This week, those same partners, comprised of personnel ranging from Duval to Palm Beach Counties, came together for a Search and Rescue Exercise (SAREX) to fine-tune response efforts for the next large-scale disaster.
"Any time you get with first responders, folks that we are going to respond with like we've done in Hurricanes Hermine, Irma, Michael, that's value added," said U.S. Army Col. Michael Ladd, J2/J3 Director of Military Support. "We're getting best practices from everything they're doing. Not only are we teaching and learning, but these are the response partners that have asked for our support to kind of round out their teams and round out their capabilities."
After completing a swim test Tuesday morning, the Soldiers and Airmen of CERFP joined their civilian counterparts on their respective teams and traveled to Camp Blanding Joint Training Center to complete an extensive area search, structure collapse, and maritime rescue.
In recent years, the SAREX has essentially become an annual exercise that factors in lessons learned from real-world missions during hurricane season. The first year, CERFP realized aviation assets were needed to perform reconnaissance of devastated areas immediately, in order to ensure the teams reach the most critical locations first.
Hurricane Irma was the first time those critical tools were put in place, and Sgt. 1st Class Chuck Morrow, CERFP non-commissioned officer in charge, says once the helos arrived, what would've taken three days with CERFP's land and amphibious vessels took merely three hours.
The following SAREX they decided to test prepositioning the aircraft instead of just calling in support from their base of operations.

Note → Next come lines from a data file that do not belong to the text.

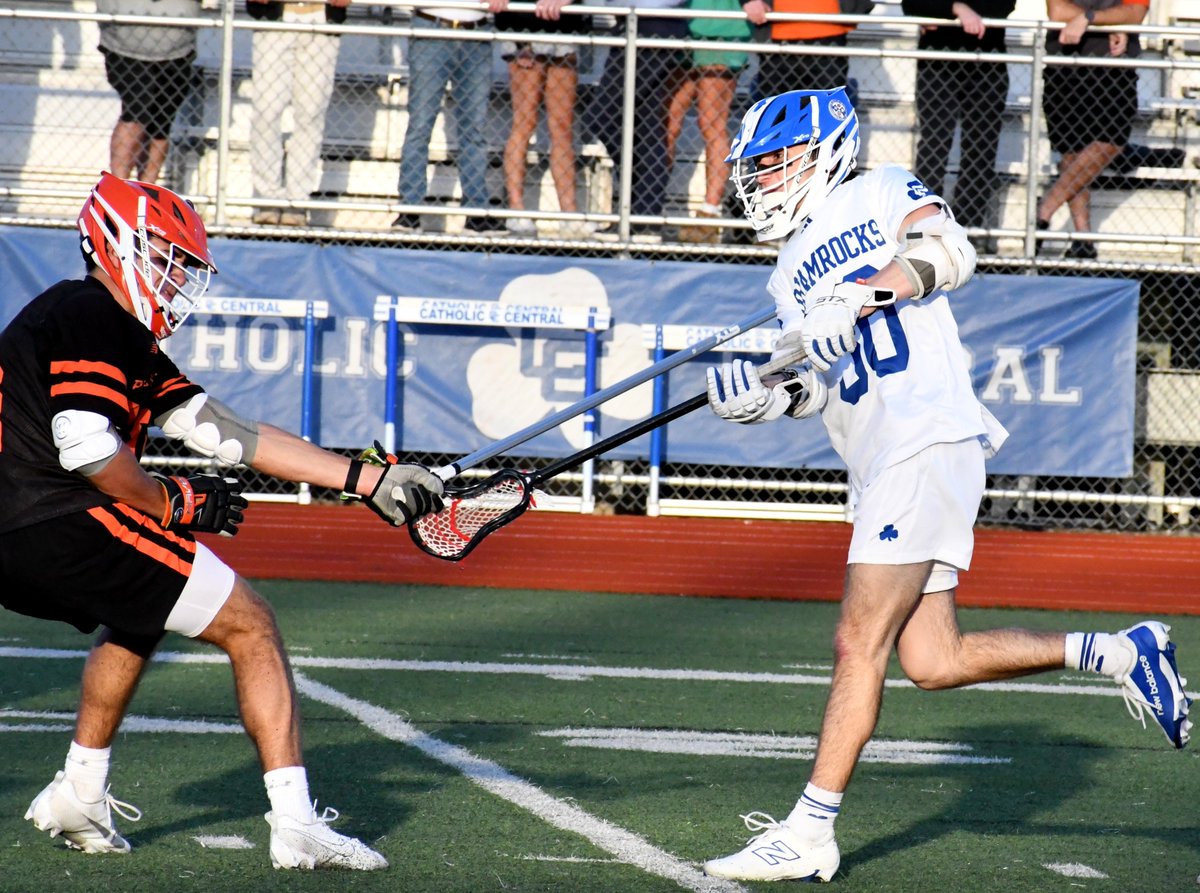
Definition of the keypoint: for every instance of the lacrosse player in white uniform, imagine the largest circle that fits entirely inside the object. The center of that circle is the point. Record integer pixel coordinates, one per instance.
(862, 285)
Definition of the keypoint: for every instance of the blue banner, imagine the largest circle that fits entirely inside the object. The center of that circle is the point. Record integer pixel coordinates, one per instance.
(1051, 357)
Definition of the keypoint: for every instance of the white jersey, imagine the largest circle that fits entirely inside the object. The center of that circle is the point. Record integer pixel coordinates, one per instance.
(906, 384)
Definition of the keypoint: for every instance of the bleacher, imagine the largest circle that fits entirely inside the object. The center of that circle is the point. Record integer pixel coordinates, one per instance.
(58, 111)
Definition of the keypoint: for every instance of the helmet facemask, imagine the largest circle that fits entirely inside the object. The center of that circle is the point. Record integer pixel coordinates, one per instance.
(816, 135)
(162, 280)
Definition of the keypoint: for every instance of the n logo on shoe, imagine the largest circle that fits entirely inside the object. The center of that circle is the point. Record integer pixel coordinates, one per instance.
(777, 852)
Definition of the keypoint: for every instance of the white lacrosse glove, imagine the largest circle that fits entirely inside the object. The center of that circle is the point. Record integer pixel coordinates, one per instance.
(787, 345)
(737, 394)
(829, 328)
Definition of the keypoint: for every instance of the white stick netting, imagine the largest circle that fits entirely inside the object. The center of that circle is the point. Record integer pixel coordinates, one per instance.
(450, 532)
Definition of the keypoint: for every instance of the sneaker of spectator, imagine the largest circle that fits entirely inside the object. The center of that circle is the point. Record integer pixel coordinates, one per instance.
(483, 226)
(703, 235)
(521, 227)
(576, 229)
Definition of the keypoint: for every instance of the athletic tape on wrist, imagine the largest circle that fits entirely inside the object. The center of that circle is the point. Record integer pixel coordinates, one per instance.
(352, 477)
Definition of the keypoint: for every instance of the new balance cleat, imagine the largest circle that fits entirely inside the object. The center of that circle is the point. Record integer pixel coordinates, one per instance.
(83, 826)
(777, 853)
(309, 845)
(1155, 684)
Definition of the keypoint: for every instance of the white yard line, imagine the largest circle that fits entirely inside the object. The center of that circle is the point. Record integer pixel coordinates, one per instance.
(773, 747)
(623, 844)
(580, 673)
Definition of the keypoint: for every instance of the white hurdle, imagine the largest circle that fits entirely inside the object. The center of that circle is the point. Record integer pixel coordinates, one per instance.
(288, 309)
(663, 339)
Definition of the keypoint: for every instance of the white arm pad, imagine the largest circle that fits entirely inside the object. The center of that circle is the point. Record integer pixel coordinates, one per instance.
(936, 256)
(85, 441)
(211, 430)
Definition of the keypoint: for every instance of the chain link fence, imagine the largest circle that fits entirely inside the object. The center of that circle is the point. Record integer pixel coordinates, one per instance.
(604, 137)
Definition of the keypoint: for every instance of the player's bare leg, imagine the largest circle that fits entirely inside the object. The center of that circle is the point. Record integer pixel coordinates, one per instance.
(246, 630)
(877, 601)
(109, 679)
(935, 654)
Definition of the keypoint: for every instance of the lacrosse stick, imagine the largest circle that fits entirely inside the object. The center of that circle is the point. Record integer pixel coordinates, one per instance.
(474, 511)
(646, 375)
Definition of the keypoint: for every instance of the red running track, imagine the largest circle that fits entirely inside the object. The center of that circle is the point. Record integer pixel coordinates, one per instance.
(1102, 571)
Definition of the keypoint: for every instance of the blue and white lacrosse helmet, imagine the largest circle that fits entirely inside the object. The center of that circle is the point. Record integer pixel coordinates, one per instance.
(817, 133)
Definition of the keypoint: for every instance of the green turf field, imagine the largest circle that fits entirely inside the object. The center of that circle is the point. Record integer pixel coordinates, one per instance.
(515, 741)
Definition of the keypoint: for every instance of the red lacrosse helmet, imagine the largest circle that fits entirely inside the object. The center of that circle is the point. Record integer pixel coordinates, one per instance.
(161, 283)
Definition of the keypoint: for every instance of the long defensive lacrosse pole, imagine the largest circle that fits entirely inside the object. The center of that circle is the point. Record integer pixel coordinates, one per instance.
(552, 421)
(473, 513)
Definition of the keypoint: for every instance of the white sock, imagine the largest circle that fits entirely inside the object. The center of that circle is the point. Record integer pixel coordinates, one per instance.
(814, 814)
(1099, 653)
(288, 791)
(87, 769)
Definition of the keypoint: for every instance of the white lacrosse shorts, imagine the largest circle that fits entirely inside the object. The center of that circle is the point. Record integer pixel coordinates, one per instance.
(923, 509)
(208, 588)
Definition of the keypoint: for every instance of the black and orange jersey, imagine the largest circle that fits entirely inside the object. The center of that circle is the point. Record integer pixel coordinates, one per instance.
(73, 347)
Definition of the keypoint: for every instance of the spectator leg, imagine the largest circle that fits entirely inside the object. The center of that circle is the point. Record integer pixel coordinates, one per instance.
(126, 149)
(562, 84)
(601, 115)
(472, 77)
(271, 91)
(1075, 174)
(527, 78)
(715, 89)
(313, 61)
(937, 114)
(150, 165)
(683, 95)
(429, 66)
(649, 180)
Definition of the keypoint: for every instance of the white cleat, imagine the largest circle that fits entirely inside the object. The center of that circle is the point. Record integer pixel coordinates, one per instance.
(1155, 685)
(309, 845)
(83, 826)
(777, 853)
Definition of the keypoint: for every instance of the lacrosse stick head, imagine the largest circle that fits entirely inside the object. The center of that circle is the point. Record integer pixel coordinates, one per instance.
(471, 514)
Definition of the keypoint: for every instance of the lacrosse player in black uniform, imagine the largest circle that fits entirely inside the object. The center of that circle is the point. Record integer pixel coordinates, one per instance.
(89, 538)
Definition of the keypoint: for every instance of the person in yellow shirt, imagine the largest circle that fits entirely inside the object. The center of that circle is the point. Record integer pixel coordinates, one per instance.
(780, 72)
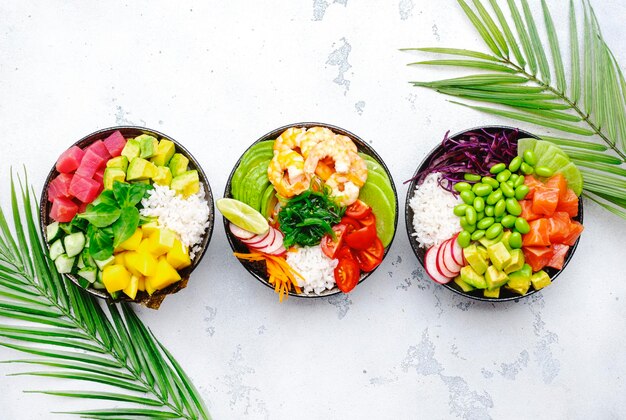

The success of this planning was demonstrated with how quickly help arrived during Hurricane Michael.
"By prepositioning the helicopter assets in Tallahassee when we knew it was going to hit Panama City, as soon as the wind died down enough for us to get into the birds and do reconnaissance, we were able to do that," said Morrow. "We were able to put the assets where they needed to be on the ground in Mexico Beach, Panama City, no matter what."
Last year's catastrophic Hurricane Michael also helped to identify yet another piece of the puzzle. After the category 5 storm ripped through parts of the Panhandle, communications broke down for nearly every agency. Even with tactical radios, CERFP and their partners had trouble relaying information as fast as possible back to state leadership. Without the updates coming in from ground zero, additional assets standing by at the ready did not know where to go or how to get there, which is why communications is an overarching theme of this years' SAREX.
For this event, communications teams are integrating with CERFP and come hurricane season, this fine-tuned asset will be ready to better support the citizens of Florida.
"The Florida National Guard has taken great strides in having the ability to come to your aid as soon as possible and get you and your family out of harm's way, as quickly as possible," said Morrow. "We have just as much, if not more, capabilities than our first responders to tell the state of Florida, sit tight, we're coming quickly. Much more so than any other state."
Morrow has been a part of this program since it was created in 2004 when Florida was one of 10 states tasked with creating this capability from scratch. Today 17 CERFP's spread across the nation and Morrow believes Florida's is still the best, as he prepares to pass its reigns onto the next NCOIC. He counts the growth of the CERFP as one of his proudest contributions to the FLNG.
"When we responded to Hermine, it wasn't that big but we were the first ones there and we linked with our agency partners. That was a good deal knowing that the state of Florida leadership had finally bought into the program that we had worked hard to legitimize. I have always seen the value in it and I think, four hurricanes later, not only does our National Guard leadership, but our state responder community values us as well."
Col. Ladd echoes Morrow's praise of the program and is adamant that events like the SAREX are instrumental in Florida's unmatched success in disaster response.
"The application of this CERFP asset into hurricane response and maritime search and rescue, into fatality search and recovery, into tactical emergency communications … we just don't get to exercise it that much so this relationship provides the ability to sharpen that sword that's sitting dormant on a shelf. When we have to pull it out, when we have to break that glass, they're ready for primetime and all of those relationships they have with first responders are well rehearsed and they know each other."
These skills they are sharpening are also not just for hurricane response. Fatality search and rescue teams from other states' CERFPs have been utilized very recently in a variety of other disasters, like the mudslides in California and severe flooding in other parts of the south. Maritime missions and wide area searches have both come into play from a downed aircraft. Florida National Guard senior leaders recognize this as well and find it a testament to the caliber of Guard members within their ranks.